At first light every morning, he shovels a path around his cabin all the way to the bridge over the Cayoosh; it can take hours to clear the route.
His solitude finally lifts with the first muds of spring: Every May 4, on the anniversary of the founding of the resistance camp, a group of supporters visit bringing fresh supplies; it’s his favourite day of the year, he says, “because I’m not alone.”
“The elders warned me that I wouldn’t see my family. That I would be alone. That it would rough and hard. They were right. No relatives of mine comes to check on me. I feel the loneliness deep in my heart.”
Banishment is among the oldest and most brutal means of punishment. Prisoners call solitary confinement “living death” and liken it to being buried alive. But Hubie isn’t being punished. This is not a shunning. He is not a hermit, nor a survivalist, nor a hippie, nor an outcast. Life would easier for him if he were a recluse. But he yearns for human contact and affection.
“I made myself a prisoner here,” he says. “I don’t know my own family any more. It’s a job I wouldn’t wish on anybody.”
“Then again, I’m never really alone – the animals are my best friends,” he says as dawn breaks over the mountain, his faithful, 13-year-old mutt still snoring loudly. The dog was a gift from a community member and has been with him since he was a six-week-old pup. The area is key habitat for grizzly bears, wolverines and mountain goats. “I am able to walk among them because they know I’m here to protect them and the mountain.”
He has come to know three generations of the same family of cougars. As a young cat, one he named Seraphin used to sleep under a shelter in his yard. He says it will occasionally rub up against him like a house cat when he is walking in the forest.
A warbling robin, a frequent visitor, begins carolling outside his window every morning at 3. They chatter back and forth like old pals all day long. When a juvenile black bear comes crashing onto the property, he forgives him for the intrusion as the bear bows his head and turns to leave.
“You get along hummingbirds,” he suddenly shouts as the tiny, frantic birds compete for a feeder hanging from a nearby tree. “Don’t behave like the rest of the world – hostile and greedy.”
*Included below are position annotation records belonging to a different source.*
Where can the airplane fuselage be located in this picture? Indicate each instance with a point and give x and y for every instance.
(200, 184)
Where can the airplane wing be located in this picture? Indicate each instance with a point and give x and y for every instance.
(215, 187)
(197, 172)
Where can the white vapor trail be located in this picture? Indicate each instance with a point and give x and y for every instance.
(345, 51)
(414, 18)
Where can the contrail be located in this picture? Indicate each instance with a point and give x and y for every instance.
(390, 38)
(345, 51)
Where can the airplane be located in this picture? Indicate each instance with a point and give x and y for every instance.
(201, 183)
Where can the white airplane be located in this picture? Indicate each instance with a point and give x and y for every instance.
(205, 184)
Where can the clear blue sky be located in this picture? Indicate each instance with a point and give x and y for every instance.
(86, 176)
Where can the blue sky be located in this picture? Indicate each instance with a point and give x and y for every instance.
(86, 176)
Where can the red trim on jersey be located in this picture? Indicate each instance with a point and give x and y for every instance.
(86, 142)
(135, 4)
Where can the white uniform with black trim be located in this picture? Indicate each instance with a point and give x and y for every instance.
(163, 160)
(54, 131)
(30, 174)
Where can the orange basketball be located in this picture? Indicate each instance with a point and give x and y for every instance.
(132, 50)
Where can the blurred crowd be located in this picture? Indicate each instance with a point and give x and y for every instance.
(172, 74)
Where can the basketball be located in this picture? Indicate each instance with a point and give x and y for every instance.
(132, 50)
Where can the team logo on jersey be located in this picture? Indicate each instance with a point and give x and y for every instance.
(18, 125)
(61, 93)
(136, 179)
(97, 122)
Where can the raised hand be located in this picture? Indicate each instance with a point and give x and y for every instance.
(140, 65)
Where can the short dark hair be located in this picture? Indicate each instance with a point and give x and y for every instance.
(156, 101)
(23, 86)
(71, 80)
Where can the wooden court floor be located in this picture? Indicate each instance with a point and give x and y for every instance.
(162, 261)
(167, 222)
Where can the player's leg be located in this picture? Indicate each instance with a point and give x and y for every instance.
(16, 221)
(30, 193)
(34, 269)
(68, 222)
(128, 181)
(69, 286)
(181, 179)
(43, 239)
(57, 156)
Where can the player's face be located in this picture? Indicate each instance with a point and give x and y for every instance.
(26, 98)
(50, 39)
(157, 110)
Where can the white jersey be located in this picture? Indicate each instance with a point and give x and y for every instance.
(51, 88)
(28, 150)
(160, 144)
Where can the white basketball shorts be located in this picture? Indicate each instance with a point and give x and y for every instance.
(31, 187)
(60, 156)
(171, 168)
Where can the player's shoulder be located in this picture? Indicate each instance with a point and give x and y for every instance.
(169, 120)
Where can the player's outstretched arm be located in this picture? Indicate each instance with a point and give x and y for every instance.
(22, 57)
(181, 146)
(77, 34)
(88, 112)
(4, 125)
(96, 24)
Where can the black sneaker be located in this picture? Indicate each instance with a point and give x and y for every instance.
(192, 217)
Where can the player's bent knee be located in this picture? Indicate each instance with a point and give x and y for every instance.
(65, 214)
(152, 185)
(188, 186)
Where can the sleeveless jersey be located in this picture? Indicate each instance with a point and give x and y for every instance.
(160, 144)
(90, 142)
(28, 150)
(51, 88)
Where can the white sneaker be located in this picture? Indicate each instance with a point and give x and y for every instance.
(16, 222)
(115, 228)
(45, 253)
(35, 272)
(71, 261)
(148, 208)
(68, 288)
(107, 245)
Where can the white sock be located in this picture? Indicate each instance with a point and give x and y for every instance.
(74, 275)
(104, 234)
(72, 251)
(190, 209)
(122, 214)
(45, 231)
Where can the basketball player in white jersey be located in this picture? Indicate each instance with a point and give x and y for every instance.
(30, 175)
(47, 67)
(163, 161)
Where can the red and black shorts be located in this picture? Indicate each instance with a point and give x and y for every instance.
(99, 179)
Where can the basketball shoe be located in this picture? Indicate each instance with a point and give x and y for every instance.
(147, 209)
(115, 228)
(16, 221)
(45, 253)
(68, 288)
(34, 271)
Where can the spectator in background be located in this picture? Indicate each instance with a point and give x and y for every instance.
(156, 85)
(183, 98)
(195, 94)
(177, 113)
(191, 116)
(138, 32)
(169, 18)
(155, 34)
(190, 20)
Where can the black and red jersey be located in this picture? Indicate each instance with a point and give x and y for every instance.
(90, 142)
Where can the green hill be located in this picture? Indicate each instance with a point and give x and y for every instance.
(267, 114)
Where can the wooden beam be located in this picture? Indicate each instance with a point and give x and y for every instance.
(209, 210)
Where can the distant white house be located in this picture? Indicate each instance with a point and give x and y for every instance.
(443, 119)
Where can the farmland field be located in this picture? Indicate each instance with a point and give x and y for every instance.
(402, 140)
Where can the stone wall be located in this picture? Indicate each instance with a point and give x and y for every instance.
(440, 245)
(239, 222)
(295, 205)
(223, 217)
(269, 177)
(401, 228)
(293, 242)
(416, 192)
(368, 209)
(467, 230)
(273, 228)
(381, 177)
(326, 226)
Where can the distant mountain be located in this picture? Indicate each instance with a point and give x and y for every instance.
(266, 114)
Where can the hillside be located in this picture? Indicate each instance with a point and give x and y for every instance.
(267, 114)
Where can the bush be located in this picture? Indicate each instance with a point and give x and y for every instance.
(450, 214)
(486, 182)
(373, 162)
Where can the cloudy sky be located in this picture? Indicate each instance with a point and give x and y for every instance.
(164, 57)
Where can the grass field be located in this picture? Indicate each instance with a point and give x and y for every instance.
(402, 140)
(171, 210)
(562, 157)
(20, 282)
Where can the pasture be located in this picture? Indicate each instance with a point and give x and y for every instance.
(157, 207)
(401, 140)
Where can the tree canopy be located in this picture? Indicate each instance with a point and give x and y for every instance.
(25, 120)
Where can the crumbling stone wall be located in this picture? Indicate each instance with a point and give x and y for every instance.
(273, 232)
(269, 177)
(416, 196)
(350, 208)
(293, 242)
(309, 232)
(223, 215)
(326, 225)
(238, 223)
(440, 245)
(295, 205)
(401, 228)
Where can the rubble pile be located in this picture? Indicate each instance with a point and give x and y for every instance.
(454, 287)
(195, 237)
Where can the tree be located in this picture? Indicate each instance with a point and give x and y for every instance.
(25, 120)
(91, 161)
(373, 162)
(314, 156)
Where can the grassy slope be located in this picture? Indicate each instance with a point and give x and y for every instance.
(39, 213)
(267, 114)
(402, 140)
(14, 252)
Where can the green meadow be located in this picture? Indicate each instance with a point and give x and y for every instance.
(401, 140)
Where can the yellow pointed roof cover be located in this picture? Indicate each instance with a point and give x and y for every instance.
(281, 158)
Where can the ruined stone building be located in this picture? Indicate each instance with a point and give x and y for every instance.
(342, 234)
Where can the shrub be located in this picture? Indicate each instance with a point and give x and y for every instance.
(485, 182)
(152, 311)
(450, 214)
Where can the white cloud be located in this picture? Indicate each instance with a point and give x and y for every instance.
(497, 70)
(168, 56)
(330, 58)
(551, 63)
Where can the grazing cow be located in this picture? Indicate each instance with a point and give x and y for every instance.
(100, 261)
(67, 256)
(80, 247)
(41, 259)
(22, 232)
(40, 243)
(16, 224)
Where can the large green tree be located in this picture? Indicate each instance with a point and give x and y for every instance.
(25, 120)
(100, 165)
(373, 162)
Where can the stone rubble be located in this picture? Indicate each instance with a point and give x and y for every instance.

The stellar jays, thrush and ptarmigan keep him company through the winter. In summer, he watches over a family of cottontail hare in the yard. With four hens and a rooster named Charlie, “It’s like an Easter egg hunt around here every day.”
“The life I lead is a simple life, but fulfilling,” Hubie says, settling into a wooden bench built for him by a friend as he was dying from AIDS. He spends much of his day on the bench, watching over the land.
Hubie still scampers up the mountain at a sprint carrying a chain saw. But there is no escaping time’s flow. Last year, he was bowled over by a tree he was felling, badly injuring his right knee. He doesn’t have painkillers, and for the first couple weeks it took eight hours to fetch the day’s water and wood, which he did through gritted teeth, dragging his bum leg behind him. His knee still aches constantly and he’s begun to gently sway, like an aging athlete on worn out hips.
His gentle dog, meanwhile, has developed a wheezing cough, a telltale sign of heart failure. Hubie seems to recognize his old pal’s days may be numbered. “I don’t want to lose you yet,” he says, his voice thick with emotion. He wraps the 100-pound dog in a long hug, burying his face in his thick, yellow coat.
With May behind him, he is unsure when he might next see another person. When he says goodbye to a visiting reporter, his eyes well up with tears. He holds her in a long hug. “Be like that rock in the river,” he says, pointing to a giant boulder poking out of the rushing Cayoosh. “Don’t let anything stick to you.” Then he slowly turns and begins walking back to the house that only ever waits for him.